Shaka chaos not their problem

2010-07-08 21:40

Johannesburg - Both world soccer body FIFA and the 2010 Organising Committee on Thursday washed their hands of the chaos at Durban’s King Shaka International Airport.

LOC chairman Irvin Khoza said the body was not taking responsibility for the congestion at the airport which led to about 700 soccer fans missing the World Cup semi-final between Germany and Spain in Durban on Wednesday night.

FIFA secretary general Jerome Valcke told a press briefing in Sandton, Johannesburg: “I want to make it clear that this problem had nothing to do with FIFA.”

Khoza told journalists: “The problems that occurred were not down to the LOC. It was not our fault. We are sorry it happened but we cannot be held responsible for aircraft not landing in Durban.”

Khoza blamed a "knock-on effect" for flights having to be sent back to Johannesburg’s OR Tambo Airport.

“Apparently there were heads of state and charter flights in the air at that time and we had a corridor of 50 minutes that had a knock-on effect that caused the problem.”

Valcke stressed the organisation would not pay any compensation to fans for abandoned flights and match tickets.

Spain won the game 1-0 and would play Holland in the final at Soccer City on Sunday night at 19:30.

King Shaka Airport

Khoza stressed that apart from the problem at the King Shaka Airport, the World Cup had gone smoothly.

“We as South Africans can be proud of what we have achieved.

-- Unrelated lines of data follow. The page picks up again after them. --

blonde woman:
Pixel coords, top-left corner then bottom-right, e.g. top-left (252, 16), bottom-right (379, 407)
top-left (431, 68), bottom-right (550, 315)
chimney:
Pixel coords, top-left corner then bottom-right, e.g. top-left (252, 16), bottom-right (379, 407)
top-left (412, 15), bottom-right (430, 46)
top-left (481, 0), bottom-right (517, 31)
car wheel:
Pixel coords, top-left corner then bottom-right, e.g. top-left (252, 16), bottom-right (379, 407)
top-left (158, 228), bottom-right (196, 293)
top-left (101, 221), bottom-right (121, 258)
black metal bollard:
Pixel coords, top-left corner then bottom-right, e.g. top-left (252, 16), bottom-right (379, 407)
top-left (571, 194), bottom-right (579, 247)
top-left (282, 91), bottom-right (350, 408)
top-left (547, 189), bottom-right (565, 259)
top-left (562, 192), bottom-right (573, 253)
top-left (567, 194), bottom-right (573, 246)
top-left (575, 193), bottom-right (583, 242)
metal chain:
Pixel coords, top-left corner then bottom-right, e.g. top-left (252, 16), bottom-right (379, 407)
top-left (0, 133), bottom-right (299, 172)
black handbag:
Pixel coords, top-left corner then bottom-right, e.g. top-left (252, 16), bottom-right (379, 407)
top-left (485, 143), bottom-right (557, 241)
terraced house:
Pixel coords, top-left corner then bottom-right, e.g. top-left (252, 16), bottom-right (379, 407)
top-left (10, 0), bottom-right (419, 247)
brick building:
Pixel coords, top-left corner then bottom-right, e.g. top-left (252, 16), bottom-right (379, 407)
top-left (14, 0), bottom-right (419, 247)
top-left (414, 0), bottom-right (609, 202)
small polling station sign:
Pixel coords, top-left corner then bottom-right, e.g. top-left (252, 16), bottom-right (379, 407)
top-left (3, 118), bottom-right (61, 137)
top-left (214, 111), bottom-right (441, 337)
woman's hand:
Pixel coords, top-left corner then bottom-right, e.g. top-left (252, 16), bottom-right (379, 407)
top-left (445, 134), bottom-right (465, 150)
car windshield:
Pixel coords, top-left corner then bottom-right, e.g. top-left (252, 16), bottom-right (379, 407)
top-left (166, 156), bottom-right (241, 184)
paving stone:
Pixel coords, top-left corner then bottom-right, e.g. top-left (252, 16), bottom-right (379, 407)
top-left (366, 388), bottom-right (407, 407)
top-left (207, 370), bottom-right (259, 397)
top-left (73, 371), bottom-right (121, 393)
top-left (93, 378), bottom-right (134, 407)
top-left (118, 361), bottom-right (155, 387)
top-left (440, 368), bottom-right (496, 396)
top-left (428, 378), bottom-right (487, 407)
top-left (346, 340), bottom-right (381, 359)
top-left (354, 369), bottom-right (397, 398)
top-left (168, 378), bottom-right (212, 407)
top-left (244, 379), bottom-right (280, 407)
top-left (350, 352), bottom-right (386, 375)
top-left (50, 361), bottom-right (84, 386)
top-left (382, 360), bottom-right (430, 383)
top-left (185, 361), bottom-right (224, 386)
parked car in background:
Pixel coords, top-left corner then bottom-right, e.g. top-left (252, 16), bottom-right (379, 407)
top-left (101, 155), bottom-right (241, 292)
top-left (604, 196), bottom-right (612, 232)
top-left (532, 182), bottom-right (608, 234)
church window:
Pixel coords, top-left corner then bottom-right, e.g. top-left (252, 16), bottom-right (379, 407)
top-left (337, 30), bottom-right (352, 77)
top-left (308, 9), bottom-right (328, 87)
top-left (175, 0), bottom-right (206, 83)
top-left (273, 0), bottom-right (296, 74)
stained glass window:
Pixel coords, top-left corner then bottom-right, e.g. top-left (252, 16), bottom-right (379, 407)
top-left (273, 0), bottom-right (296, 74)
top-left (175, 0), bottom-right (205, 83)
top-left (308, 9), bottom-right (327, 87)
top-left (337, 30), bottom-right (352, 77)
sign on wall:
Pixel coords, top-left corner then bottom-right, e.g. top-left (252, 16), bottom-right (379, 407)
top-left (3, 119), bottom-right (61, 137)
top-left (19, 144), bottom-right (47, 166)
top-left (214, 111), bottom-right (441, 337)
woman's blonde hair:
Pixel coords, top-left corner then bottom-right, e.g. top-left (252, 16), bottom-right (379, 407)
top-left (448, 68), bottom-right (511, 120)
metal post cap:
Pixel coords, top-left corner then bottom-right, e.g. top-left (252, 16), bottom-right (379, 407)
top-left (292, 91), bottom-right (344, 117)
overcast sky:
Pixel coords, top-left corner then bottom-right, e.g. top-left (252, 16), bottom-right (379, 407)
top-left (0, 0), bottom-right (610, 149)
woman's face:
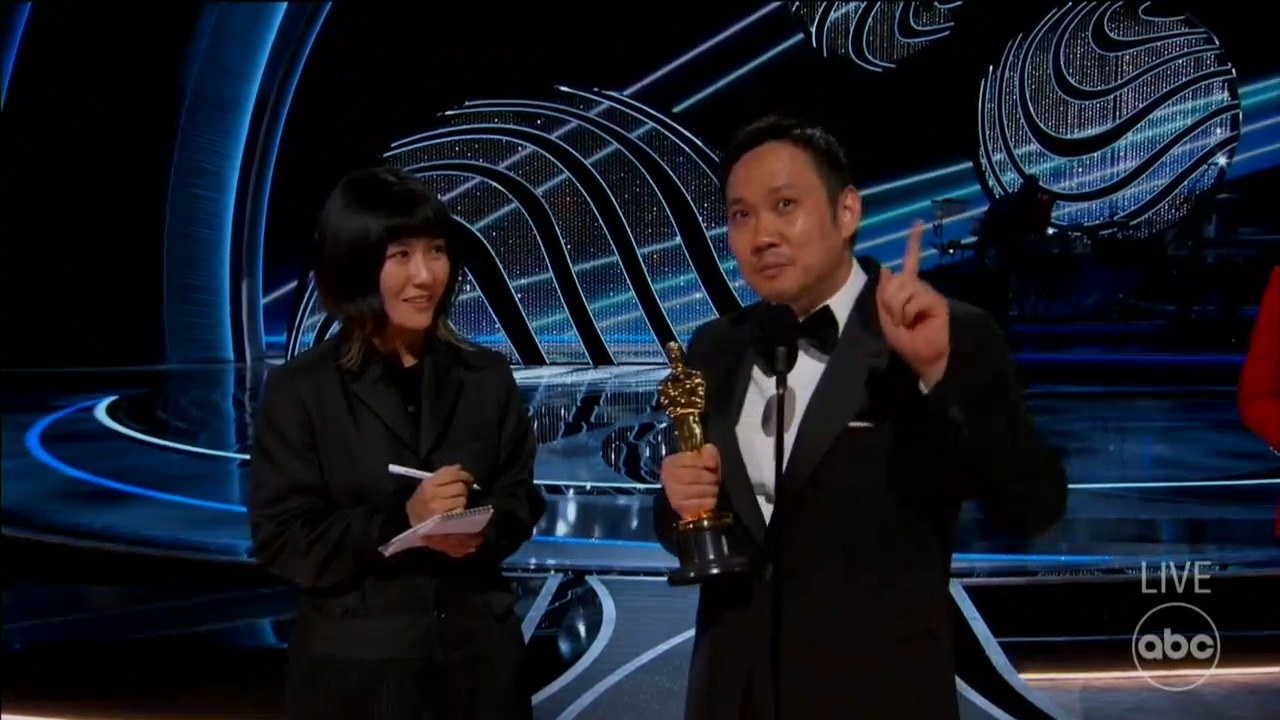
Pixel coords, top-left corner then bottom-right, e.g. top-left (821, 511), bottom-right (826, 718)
top-left (379, 236), bottom-right (450, 333)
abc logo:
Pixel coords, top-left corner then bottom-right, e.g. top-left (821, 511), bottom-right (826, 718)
top-left (1131, 602), bottom-right (1220, 691)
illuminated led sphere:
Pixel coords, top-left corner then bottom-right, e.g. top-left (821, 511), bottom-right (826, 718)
top-left (788, 1), bottom-right (962, 71)
top-left (287, 86), bottom-right (746, 365)
top-left (975, 2), bottom-right (1241, 238)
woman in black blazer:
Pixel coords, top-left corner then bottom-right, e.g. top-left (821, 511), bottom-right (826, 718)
top-left (247, 167), bottom-right (547, 719)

We have vindicated the trust and faith that FIFA and president Sepp Blatter had shown in our country by hosting what with only two matches to play a highly successful World Cup... one of the most successful ever staged.

"Every match was played on schedule and we look forward to a great final and an exciting play-off (for third and fourth place in Port Elizabeth on Saturday).”

FIFA president Sepp Blatter said his faith in Africa's and South Africa's ability to host the greatest sporting event in global sport had been vindicated.

“I always had confidence. I never doubted that Africa and South Africa would succeed in staging a truly memorable World Cup and that faith has been justified.

"We are expecting record attendance figures and television viewership worldwide by the end of the final on Sunday night.”

Blatter announced that 500 doping tests had been taken from players in the 32 teams that started the tournament on June 11, and all were negative.

“There can be now no more talk of doping in soccer.”